I've been a child psych CNS for almost 15 years. The psych CNS role seems lately to be dying out in favor of the new psych NP role. I'm v. sad about that, personally, but realize that I am apparently an outlier on that. I've never had Rx authority, don't want
it, and wouldn't take it if someone tried to give
it to me (although I have practiced in states where that was available to CNSs). I pursued education as a psych CNS in order to become a psychotherapist, and am not interested in pushing pills. It seems I am in the minority on that question. I have applied for jobs in the state next to me, where CNSs do have Rx authority, and was told in the interview process that the employer would expect me to get Rx authority as quickly as possible and they would be using me as a physician extender, to see clients for 10 minute Rx-refill appts. I was also told that no employer in that state would be willing to hire me to do anything other than write Rxs, because I'm so much more valuable as a prescriber than as a psychotherapist ...

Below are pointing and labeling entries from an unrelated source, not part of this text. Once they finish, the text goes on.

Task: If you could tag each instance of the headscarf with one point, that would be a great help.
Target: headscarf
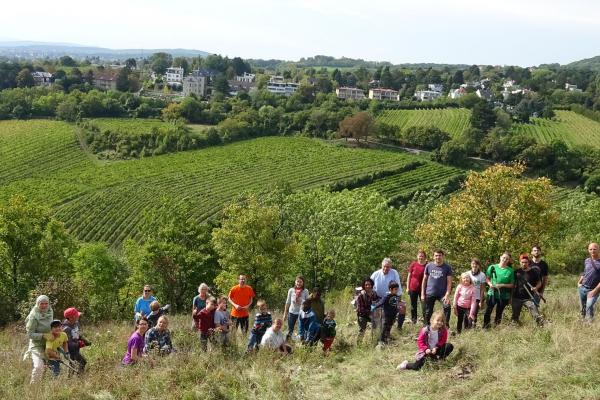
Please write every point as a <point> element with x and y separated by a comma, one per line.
<point>36,313</point>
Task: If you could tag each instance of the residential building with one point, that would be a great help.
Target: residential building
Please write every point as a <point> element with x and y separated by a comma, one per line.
<point>42,78</point>
<point>174,76</point>
<point>349,93</point>
<point>278,86</point>
<point>105,80</point>
<point>384,94</point>
<point>427,95</point>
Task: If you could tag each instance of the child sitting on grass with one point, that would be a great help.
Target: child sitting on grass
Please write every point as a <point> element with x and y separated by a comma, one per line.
<point>432,343</point>
<point>262,321</point>
<point>328,330</point>
<point>56,341</point>
<point>222,322</point>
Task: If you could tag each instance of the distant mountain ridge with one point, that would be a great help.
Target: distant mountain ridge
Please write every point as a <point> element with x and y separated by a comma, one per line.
<point>44,49</point>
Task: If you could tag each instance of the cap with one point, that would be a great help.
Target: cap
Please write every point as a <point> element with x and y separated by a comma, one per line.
<point>71,313</point>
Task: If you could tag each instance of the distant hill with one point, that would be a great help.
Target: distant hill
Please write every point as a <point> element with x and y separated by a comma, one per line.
<point>587,63</point>
<point>28,49</point>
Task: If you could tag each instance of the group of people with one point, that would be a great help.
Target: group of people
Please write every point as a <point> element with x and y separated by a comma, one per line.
<point>378,302</point>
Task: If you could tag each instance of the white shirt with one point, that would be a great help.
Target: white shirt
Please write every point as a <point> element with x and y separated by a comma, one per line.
<point>382,281</point>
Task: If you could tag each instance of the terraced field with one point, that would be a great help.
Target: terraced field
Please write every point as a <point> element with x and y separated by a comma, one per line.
<point>105,201</point>
<point>572,128</point>
<point>452,120</point>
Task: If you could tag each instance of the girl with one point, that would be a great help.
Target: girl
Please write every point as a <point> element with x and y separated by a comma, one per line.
<point>293,305</point>
<point>500,278</point>
<point>135,344</point>
<point>464,302</point>
<point>432,343</point>
<point>414,281</point>
<point>37,324</point>
<point>478,278</point>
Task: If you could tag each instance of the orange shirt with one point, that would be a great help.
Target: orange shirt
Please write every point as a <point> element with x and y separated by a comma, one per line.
<point>242,296</point>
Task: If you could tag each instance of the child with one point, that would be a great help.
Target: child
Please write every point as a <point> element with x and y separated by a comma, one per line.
<point>464,302</point>
<point>478,278</point>
<point>328,330</point>
<point>205,322</point>
<point>156,312</point>
<point>75,339</point>
<point>56,341</point>
<point>262,321</point>
<point>390,310</point>
<point>222,322</point>
<point>432,343</point>
<point>273,338</point>
<point>309,326</point>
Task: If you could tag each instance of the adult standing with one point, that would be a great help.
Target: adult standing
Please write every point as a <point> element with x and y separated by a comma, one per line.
<point>142,304</point>
<point>37,324</point>
<point>414,281</point>
<point>293,304</point>
<point>542,265</point>
<point>382,278</point>
<point>589,282</point>
<point>241,297</point>
<point>501,281</point>
<point>528,282</point>
<point>437,286</point>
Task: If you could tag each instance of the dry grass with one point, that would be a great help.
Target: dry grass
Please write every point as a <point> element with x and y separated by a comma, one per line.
<point>509,362</point>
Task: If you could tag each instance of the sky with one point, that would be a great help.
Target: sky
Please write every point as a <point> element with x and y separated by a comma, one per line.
<point>501,32</point>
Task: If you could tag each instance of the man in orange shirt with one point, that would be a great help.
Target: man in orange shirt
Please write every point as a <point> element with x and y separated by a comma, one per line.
<point>241,297</point>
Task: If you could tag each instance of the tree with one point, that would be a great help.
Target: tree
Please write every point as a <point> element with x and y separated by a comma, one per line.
<point>485,219</point>
<point>357,126</point>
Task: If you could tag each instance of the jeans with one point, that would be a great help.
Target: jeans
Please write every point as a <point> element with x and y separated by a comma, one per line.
<point>441,353</point>
<point>430,304</point>
<point>414,297</point>
<point>492,302</point>
<point>292,318</point>
<point>517,305</point>
<point>587,304</point>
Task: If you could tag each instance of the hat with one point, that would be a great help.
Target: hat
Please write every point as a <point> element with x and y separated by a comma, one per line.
<point>71,313</point>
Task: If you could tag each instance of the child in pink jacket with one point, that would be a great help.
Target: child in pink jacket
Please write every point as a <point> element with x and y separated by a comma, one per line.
<point>465,304</point>
<point>432,343</point>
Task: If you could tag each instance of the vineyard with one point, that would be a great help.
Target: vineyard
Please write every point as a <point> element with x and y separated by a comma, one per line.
<point>572,128</point>
<point>452,120</point>
<point>105,201</point>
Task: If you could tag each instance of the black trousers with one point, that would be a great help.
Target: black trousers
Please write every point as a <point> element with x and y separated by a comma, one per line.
<point>499,304</point>
<point>441,353</point>
<point>429,305</point>
<point>414,298</point>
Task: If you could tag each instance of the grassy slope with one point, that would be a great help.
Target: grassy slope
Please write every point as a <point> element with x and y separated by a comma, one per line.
<point>452,120</point>
<point>509,362</point>
<point>43,160</point>
<point>572,128</point>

Fortunately, my own state doesn't offer Rx authority to CNSs, so it's not an issue, but the jobs have still dried up in favor of psych NPs -- for the same reason. It seems that the idea of the nurse psychotherapist is going the way of the dodo.
I'm deeply offended by the recent moves to redefine "advanced practice nursing" as requiring Rx authority, and the idea that those of us who don't have Rx authority aren't really
advanced practice nurses. To me, prescribing is "medicine lite," not
advanced nursing practice -- and (traditional) CNS practice is true advanced practice nursing.
Well, that's my rant for today! :chuckle Sorry -- this issue really touches a nerve for me.